Connsense-TAP
HPC Workflow Analysis Pipeline · 2020–2024
Overview
Connsense-TAP (Topological Analysis Pipeline) is a computational framework for large-scale analysis of digitally reconstructed brain circuits on HPC clusters. It separates scientific inquiry from computational engineering — the scientist focuses on what to measure and why, while the framework automates the how.
The Problem
Four challenges that make large-scale circuit analysis difficult:
- Scale — Millions of neurons, billions of synapses. Analysis is computationally prohibitive on a single machine.
- Complexity & Reproducibility — A typical analysis is a multi-stage workflow: define regions, extract data, apply transformations, run measurements. Managing parameters and intermediate results across hundreds of subtargets is a "bookkeeping headache."
- Accessibility — Underlying data formats (SONATA) and libraries (bluepy) are laden with informatics jargon, creating barriers for scientists whose primary goal is to ask scientific questions.
- Scientific Evolution — A scientist's preferred analysis changes as they learn more about their subject. The framework must track not just computations but the development of the analysis itself.
Architecture: Three Core Components
1. tap-config: Configuration as Scientific Document
YAML configuration files that are not just parameter dumps but structured, version-controllable
documents narrating the entire study. A pipeline.yaml defines subjects
(subtargets), measurements (analyses), statistical controls, and variations (slicing).
The configuration file is a primary artifact of reproducibility.
2. tap-env: Automated HPC Execution
A CLI (tap) that manages the three-stage workflow:
setup → launch → collect.
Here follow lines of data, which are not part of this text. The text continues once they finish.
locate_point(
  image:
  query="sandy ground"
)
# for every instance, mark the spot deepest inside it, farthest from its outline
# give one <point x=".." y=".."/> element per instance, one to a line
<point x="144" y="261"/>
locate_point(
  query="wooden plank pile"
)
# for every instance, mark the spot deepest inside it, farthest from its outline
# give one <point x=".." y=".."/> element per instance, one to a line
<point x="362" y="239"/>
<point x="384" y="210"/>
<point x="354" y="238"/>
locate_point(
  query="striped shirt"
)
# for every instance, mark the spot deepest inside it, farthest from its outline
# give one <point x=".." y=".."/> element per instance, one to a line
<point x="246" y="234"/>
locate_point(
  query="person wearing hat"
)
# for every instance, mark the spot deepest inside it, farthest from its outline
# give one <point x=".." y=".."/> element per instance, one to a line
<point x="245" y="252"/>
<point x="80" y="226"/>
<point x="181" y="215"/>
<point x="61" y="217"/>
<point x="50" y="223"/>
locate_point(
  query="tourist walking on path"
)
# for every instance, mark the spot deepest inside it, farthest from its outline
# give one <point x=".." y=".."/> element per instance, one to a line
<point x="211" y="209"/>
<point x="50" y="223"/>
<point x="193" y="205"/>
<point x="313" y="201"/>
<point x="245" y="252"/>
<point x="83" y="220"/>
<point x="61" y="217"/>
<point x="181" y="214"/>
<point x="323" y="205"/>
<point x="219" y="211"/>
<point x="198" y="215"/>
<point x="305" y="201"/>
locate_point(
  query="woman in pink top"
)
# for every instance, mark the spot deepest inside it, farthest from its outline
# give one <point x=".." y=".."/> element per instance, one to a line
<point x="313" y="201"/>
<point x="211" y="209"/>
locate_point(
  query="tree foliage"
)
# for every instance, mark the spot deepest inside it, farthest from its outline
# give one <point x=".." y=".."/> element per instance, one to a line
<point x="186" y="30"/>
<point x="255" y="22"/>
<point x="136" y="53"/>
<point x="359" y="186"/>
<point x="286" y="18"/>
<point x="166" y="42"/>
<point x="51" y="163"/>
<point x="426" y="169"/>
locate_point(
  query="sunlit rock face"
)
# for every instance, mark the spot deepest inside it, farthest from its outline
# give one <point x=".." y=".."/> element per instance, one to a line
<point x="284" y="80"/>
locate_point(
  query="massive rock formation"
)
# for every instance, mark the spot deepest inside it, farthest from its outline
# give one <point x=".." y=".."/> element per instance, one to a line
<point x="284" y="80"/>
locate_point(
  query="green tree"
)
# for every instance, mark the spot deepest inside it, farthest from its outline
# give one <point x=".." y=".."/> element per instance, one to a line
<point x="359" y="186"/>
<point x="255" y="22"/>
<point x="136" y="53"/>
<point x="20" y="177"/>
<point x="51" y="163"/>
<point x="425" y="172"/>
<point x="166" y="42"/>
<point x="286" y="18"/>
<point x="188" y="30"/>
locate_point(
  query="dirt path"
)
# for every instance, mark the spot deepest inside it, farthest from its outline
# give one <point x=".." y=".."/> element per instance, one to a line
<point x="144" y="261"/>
During setup, it intelligently batches inputs,
estimates computational load, balances jobs, and generates SLURM sbatch scripts.
This completely abstracts away parallel job management — the scientist executes
large-scale analyses with a few commands.
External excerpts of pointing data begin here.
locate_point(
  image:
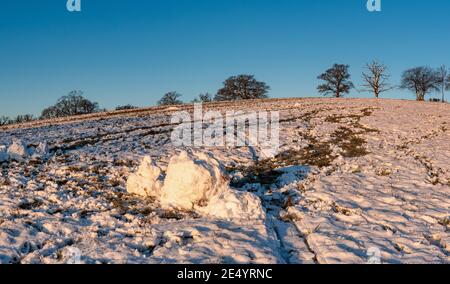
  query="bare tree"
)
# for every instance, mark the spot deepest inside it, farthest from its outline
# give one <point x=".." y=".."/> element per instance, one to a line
<point x="242" y="87"/>
<point x="443" y="80"/>
<point x="126" y="107"/>
<point x="24" y="118"/>
<point x="337" y="81"/>
<point x="420" y="80"/>
<point x="205" y="98"/>
<point x="376" y="79"/>
<point x="4" y="120"/>
<point x="171" y="98"/>
<point x="72" y="104"/>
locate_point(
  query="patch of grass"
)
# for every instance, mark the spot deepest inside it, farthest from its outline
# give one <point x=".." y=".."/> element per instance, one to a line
<point x="352" y="146"/>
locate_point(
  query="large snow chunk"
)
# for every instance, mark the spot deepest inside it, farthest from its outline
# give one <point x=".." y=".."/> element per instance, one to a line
<point x="192" y="181"/>
<point x="41" y="151"/>
<point x="196" y="182"/>
<point x="18" y="150"/>
<point x="3" y="154"/>
<point x="147" y="181"/>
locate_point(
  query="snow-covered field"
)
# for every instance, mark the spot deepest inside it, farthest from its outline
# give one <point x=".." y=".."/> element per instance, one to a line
<point x="354" y="178"/>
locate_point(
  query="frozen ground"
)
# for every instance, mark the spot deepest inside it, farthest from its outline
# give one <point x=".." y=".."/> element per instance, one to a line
<point x="354" y="177"/>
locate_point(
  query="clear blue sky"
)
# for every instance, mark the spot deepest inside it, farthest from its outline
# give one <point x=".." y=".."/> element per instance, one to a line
<point x="133" y="51"/>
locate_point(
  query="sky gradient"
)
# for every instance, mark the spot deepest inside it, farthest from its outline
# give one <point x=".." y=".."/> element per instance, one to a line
<point x="132" y="52"/>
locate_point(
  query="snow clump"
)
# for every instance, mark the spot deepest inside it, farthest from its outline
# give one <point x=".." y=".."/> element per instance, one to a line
<point x="195" y="182"/>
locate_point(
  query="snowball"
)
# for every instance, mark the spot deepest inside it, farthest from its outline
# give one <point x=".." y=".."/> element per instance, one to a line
<point x="3" y="154"/>
<point x="147" y="181"/>
<point x="17" y="151"/>
<point x="41" y="151"/>
<point x="195" y="182"/>
<point x="192" y="181"/>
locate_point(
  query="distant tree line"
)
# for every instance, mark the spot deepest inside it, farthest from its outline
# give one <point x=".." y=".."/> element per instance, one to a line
<point x="336" y="81"/>
<point x="419" y="80"/>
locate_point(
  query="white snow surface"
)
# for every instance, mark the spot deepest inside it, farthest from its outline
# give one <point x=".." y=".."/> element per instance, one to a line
<point x="353" y="175"/>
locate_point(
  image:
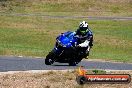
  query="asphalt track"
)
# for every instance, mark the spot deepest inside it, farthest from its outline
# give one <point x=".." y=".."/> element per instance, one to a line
<point x="26" y="63"/>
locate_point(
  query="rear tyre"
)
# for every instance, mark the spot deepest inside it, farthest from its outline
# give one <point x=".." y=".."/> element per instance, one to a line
<point x="50" y="58"/>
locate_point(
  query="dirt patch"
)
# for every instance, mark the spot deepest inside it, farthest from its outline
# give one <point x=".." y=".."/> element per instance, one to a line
<point x="52" y="79"/>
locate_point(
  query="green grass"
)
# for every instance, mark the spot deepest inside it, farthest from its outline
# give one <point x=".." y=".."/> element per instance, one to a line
<point x="35" y="35"/>
<point x="64" y="7"/>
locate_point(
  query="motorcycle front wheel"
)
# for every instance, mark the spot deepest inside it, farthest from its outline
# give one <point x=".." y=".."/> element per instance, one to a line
<point x="50" y="58"/>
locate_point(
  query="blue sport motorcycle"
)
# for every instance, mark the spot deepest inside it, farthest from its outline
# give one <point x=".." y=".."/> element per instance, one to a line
<point x="66" y="50"/>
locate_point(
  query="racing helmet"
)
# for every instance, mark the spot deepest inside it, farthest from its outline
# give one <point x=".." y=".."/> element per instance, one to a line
<point x="83" y="27"/>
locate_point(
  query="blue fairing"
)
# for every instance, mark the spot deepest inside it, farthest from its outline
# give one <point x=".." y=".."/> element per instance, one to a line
<point x="67" y="39"/>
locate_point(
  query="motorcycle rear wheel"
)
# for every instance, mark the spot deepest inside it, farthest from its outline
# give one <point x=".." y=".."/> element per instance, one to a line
<point x="50" y="58"/>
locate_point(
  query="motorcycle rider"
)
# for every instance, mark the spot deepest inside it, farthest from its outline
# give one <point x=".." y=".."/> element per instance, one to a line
<point x="85" y="36"/>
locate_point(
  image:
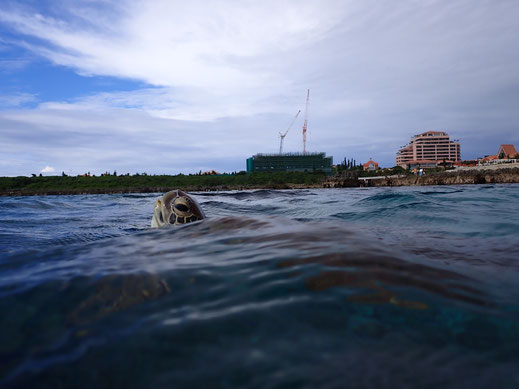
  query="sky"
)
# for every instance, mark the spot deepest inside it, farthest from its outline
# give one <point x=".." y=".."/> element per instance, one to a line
<point x="168" y="87"/>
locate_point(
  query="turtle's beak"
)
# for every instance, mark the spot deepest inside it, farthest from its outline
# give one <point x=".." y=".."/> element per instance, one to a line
<point x="158" y="218"/>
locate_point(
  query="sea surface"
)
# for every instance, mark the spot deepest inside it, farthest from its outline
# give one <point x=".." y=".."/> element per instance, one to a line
<point x="414" y="287"/>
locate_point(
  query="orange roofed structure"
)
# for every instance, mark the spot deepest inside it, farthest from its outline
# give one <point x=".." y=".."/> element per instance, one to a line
<point x="430" y="146"/>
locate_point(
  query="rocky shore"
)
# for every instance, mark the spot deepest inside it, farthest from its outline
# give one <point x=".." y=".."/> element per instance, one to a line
<point x="453" y="177"/>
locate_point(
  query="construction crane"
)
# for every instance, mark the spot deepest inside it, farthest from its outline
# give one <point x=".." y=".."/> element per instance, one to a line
<point x="306" y="121"/>
<point x="282" y="136"/>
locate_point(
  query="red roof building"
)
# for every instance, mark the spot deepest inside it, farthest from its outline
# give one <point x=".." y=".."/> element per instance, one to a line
<point x="371" y="165"/>
<point x="504" y="152"/>
<point x="507" y="151"/>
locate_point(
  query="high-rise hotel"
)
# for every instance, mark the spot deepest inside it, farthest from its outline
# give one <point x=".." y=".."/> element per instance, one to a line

3. tap-store: Intelligent Data Store
Results are collected into a single, structured HDF5 file (connsense.h5)
with a sophisticated Python interface:
- Lazy loading — data loaded only when requested, via lightweight
DataCallobjects that know how to retrieve data - Rich indexing — access data by meaningful names:
tap.analyses["connectivity"]["simplex-counts"](subtarget="R18;C0") - Variation handling — query controls
(
control="erdos-renyi-0") and slices (slicing="layer") seamlessly
Pipeline Stages
- define-subtargets — Generate subvolumes as collections of node-ids (e.g., flatmap columns)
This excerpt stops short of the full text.